法政大学自然科学センター・国際文化学部の島野智之教授は、偶然目にしたTwitterの投稿写真から、海岸性ダニ類の新種「チョウシハマベダニ(ササラダニ類)」を発見した。日本とオーストリア研究チームによって新種として記載され、科学分野の成果に繋がった。
島野教授は、千葉県在住の会社員、根本崇正氏がTwitterに投稿した銚子外港で映した写真を偶然目にし、そこにハマベダニ属のダニ(ササラダニ類)が映っていることに気づいた。

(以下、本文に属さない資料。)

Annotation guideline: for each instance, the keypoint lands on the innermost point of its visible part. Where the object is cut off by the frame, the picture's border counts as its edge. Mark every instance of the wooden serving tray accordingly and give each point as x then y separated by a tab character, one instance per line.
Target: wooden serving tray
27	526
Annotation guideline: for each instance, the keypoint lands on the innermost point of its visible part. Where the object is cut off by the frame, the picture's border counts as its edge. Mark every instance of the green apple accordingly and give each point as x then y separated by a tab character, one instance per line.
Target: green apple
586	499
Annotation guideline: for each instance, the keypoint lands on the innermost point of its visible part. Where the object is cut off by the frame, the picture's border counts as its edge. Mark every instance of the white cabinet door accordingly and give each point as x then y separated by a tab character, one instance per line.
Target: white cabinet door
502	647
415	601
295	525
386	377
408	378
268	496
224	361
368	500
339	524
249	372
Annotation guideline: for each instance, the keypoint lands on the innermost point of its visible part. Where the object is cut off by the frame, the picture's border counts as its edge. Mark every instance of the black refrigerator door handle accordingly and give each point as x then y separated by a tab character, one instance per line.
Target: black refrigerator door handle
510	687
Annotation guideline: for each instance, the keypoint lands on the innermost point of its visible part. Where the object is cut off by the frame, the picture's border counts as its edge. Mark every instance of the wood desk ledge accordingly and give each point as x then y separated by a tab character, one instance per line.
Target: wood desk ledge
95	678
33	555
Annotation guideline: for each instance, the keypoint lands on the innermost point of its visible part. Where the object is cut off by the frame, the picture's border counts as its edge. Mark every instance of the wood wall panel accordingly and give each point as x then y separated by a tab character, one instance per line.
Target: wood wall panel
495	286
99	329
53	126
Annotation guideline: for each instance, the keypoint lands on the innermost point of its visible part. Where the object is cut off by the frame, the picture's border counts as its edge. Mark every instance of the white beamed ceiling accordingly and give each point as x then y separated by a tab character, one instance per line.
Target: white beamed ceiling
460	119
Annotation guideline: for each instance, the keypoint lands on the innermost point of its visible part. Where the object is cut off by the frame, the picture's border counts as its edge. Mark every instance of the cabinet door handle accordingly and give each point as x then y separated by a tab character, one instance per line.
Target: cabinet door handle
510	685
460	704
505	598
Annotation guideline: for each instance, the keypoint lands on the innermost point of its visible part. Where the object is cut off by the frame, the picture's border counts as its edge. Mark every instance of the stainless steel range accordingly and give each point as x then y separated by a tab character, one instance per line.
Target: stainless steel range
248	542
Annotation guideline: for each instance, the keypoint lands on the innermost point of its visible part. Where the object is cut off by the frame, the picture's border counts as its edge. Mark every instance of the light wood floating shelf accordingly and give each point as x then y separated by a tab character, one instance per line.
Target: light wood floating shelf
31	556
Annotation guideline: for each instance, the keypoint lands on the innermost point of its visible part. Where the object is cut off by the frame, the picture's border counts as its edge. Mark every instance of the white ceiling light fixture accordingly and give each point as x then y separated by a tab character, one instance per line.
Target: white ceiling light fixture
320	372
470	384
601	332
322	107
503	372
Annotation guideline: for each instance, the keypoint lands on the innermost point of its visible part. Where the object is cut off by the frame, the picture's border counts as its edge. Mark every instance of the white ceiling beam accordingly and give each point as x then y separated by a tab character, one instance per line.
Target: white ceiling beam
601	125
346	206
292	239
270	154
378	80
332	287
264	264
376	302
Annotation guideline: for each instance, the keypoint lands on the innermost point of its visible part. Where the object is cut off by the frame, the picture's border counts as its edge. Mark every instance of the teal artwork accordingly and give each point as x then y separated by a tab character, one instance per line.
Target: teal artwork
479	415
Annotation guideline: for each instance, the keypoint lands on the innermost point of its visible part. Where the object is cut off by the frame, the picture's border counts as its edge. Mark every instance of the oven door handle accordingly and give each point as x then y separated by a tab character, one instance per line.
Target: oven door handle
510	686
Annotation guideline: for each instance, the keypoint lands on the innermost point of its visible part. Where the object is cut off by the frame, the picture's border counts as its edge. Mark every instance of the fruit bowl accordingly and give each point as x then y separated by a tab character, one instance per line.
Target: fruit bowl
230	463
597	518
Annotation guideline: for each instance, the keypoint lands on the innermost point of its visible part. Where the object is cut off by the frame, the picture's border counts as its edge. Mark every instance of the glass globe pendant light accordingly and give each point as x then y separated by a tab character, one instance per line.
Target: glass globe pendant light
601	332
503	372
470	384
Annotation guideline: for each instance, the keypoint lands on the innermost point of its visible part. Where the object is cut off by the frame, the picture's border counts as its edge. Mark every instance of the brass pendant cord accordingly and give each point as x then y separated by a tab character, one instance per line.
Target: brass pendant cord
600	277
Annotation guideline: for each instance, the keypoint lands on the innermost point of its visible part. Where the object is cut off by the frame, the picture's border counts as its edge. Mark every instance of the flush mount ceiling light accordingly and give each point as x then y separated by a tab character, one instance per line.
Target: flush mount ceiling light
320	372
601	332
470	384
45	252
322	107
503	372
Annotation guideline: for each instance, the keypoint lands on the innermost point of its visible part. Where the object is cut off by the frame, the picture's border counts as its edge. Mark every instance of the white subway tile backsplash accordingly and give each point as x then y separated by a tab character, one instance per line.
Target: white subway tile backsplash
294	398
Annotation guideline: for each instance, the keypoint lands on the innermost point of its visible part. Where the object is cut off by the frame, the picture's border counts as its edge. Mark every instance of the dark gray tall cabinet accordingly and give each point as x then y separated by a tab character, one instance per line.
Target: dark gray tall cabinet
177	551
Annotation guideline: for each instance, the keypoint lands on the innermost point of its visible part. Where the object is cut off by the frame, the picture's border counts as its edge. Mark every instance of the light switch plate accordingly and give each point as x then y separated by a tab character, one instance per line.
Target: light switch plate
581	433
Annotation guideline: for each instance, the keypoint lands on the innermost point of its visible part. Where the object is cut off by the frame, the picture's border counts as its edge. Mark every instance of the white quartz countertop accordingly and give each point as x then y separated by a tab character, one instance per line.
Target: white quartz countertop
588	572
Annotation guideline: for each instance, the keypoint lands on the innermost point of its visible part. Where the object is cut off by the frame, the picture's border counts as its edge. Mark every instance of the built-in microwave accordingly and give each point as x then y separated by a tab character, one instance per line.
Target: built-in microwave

これまで島野教授のチームは、2019年に日本で初めてハマベダニ属のダニを北海道(当時、南限)から新種記載していたが、本属は東アジアでは北海道以南からみつかっていなかった。そのため、投稿写真に映ったハマベダニ属は、既知種と形態が微妙に異なる新種のダニではないかと考えた。
島野教授は、根本氏に撮影場所を聞き、銚子外港でハマベダニを採集。採集後、共同研究チームのグラーツ大学(オーストリア)・動物学研究施設・講師のトビアス=プフィングスティル博士とチェックを行い、新種であることを確認した。発見のきっかけがTwitterであったことから、学名を「Ameronothrus twitter」(和名:チョウシハマベダニ)と命名した。
ササラダニ類は人体に全く影響は与えず、落ち葉や地衣類などの有機物を餌とし、また、環境指標種として豊かな自然環境の指標になることが知られている。銚子の海岸環境の豊かな自然が、未発見の種を育んでいたと考えられる。このようにITを利用して発見された種はまだほんの一握りで、市民科学の観点からも今後多くの応用が期待できる。